Feeding your baby inappropriate foods will by all means predispose your baby to childhood obesity. A new study however has found another possible cause of childhood obesity that has nothing to do with the type of food you give your child. The study says that spoon-feeding your child could lead to them being obese.
Scientists from Swansea University believe that the babies that are permitted to feed themselves in the weaning processhave a less likelihood of overeating and consequently being overweight toddlers. Babies that are spoon-fed are also more likely to be fussy eaters and may have a hard time knowing when they are full, the study also said.
Most parents that insist on feeding their children usually have a ‘target’ amount of food for the baby to finish and they will most probably continue feeding them until it is attained. The baby may become fussy in one way or another if they are full but since they are already fussy eaters their non-verbal ‘pleas’ would probably be ignored before the targeted amount is attained.

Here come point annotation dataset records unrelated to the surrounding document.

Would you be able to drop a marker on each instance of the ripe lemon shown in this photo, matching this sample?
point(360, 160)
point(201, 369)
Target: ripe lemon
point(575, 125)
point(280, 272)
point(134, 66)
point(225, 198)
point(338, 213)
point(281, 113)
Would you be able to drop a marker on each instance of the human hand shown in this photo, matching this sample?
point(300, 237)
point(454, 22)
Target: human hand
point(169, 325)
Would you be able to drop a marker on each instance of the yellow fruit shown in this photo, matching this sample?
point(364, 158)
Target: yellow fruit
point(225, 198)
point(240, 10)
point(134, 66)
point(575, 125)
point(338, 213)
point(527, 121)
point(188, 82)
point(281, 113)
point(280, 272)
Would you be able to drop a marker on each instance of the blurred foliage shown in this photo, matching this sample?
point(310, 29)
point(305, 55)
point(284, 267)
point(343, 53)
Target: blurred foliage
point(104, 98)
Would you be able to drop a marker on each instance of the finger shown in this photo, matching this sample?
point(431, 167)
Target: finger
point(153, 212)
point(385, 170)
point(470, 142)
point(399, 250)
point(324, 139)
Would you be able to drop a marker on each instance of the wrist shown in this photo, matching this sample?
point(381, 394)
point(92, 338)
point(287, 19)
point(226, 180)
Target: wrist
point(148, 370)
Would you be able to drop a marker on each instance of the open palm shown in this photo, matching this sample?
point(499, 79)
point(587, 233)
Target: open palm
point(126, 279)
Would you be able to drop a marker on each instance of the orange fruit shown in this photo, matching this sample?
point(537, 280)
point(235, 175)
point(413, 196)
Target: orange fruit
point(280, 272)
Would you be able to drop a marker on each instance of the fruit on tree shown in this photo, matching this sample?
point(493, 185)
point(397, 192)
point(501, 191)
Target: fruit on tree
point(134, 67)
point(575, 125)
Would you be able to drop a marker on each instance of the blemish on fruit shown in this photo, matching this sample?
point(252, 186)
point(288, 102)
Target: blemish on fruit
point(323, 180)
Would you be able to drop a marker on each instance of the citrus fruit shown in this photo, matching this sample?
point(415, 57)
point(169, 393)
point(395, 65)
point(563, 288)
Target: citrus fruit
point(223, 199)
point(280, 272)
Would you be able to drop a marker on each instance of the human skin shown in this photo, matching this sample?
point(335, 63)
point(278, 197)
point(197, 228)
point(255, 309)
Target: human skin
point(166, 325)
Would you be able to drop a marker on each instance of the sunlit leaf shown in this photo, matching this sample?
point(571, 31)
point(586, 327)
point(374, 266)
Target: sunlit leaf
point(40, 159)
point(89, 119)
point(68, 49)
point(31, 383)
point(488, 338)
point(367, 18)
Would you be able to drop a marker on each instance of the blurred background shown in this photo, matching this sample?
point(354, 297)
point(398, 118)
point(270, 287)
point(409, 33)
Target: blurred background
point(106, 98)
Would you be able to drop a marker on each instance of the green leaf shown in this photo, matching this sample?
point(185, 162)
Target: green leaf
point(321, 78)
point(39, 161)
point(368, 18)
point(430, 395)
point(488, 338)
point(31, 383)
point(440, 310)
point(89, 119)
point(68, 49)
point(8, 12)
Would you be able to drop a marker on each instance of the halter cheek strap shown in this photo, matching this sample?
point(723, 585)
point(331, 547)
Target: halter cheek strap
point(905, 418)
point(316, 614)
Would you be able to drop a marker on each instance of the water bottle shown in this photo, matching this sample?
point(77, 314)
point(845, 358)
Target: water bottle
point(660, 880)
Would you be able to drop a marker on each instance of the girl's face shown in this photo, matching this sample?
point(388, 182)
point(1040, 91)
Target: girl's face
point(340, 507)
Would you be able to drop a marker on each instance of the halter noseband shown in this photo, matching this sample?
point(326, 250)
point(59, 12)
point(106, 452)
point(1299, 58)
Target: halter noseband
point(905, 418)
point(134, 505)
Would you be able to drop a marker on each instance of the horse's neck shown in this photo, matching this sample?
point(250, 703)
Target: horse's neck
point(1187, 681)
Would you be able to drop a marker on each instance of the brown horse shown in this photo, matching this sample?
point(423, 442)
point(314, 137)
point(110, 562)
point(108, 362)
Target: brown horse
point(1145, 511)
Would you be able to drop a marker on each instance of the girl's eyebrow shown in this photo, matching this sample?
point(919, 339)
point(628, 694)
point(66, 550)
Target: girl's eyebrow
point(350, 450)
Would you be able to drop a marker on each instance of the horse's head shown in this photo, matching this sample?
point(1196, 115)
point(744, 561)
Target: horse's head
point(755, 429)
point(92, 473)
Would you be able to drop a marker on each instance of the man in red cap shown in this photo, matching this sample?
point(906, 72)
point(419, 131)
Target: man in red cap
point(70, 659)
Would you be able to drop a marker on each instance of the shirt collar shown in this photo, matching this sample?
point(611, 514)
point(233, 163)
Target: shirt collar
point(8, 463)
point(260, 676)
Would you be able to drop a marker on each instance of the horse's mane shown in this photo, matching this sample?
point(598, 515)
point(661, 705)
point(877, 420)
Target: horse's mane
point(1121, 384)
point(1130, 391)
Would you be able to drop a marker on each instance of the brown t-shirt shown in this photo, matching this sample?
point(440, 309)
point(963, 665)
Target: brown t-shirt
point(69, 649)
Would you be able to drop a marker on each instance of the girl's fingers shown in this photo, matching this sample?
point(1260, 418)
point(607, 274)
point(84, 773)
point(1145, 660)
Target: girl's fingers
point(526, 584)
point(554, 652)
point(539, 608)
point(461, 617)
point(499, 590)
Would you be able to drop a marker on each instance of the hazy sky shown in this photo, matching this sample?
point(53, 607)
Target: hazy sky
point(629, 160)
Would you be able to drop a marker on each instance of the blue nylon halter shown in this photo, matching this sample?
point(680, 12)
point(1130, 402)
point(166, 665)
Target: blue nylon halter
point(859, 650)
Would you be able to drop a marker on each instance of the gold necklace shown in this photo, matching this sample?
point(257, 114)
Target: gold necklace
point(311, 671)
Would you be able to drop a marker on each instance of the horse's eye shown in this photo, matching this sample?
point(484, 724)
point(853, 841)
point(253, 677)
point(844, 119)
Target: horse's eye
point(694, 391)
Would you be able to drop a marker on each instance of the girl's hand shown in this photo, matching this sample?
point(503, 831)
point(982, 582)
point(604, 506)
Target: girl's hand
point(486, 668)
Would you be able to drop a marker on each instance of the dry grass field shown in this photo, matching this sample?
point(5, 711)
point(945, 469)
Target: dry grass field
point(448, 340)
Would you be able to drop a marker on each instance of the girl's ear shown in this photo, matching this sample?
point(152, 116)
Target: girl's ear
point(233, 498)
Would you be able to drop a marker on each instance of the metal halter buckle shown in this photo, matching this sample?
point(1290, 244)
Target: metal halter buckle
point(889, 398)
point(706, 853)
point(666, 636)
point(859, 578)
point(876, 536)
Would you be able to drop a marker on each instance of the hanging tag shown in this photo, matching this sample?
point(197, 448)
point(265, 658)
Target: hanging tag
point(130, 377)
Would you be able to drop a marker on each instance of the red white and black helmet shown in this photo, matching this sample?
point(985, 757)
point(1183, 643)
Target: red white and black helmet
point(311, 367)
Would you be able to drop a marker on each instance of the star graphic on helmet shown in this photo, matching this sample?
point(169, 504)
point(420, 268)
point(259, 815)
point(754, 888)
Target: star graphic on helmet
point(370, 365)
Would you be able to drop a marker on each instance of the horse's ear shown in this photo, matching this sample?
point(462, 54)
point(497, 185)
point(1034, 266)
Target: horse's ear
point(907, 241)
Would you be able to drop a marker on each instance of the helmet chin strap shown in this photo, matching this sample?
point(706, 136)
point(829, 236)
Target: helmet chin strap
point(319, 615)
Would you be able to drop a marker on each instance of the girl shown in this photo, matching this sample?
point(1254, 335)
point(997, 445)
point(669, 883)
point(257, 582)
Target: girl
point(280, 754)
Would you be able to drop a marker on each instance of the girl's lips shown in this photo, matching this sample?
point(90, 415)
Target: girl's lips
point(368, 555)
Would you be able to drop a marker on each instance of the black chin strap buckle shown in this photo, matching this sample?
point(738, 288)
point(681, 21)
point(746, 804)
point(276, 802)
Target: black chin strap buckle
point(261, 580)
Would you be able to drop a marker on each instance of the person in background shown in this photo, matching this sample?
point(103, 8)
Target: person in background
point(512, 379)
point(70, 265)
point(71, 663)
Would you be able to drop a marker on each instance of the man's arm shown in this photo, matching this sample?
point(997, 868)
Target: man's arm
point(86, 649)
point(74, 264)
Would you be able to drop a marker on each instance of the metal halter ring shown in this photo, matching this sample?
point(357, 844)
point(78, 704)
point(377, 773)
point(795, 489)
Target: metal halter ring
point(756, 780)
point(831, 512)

Allowing the baby to feed herself gives her leeway to eat at her own pace and helps her determine for herself when she will be full. The baby will be better able to control how much food she eats as opposed to the targets a parent would set. In the long run it reduces the chances that the child will become overweight.
Baby-led weaning is more likely to create better eating habits for the child since they will most probably be given solid foods as opposed to pureed foods. The baby should be able to pick up their own food and eat until they feel that they are satiated.
The study itself was conducted on 298 babies. It started with an analysis of how solid foods were introduced to the baby’s diet between six and 12 months. After a while, the same batch of babies was studied when they were between 18 and 24 months. Those that had been allowed to feed themselves earlier turned out to have more control over their appetite and were better able to stop eating when they sensed that they were full. This means that there was less likelihood of them being overweight.
Solid foods also provide more variety with regard to taste so the baby gets to experience something new more often than not. Allowing the baby to pick up items like pasta shapes or bread sticks from the time they start weaning also teaches the babyto chew instead of just swallowing.
Children that have a more restricted approach to mealtimes may feel ‘pressured’ to ‘perform’ and make their parents happy thus would continue eating even if they are full. Fullness now becomes associated with what the parent’s face looks like as opposed to the feeling in the tummy.
In the long run the baby’s relationship with food may lead to obesity since they would continue eating large amounts of food. The NHS however maintains that this is all hypothetical and that the key determinant of obesity remains what they eat and not how they eat it.
Honestly, NHS may have a point since babies have no teeth at six months. They may not be able to eat some foods. For that reason you will end up giving them mashed or pureed food. Imagine giving mashed bananas for your baby to eat with their hands. Quite messy!
Spoons are more of a convenient less messy method of ensuring your child eats since every mother already has enough mess to deal with and that which she can avoid she will definitely give it a shot. Make sure that whatever pureed food you give to your child is mot from a supermarket aisle. Mash and blend the same natural food you would eat for your child to make sure that they are getting the right amount and type of nutrients from food.
You can also serve up smaller portions of food and the child should be able to ask for more if they are not full. Avoid force-feeding since a baby will ideally not starve just because they are eating less than you expect them to. Different strokes for different folks.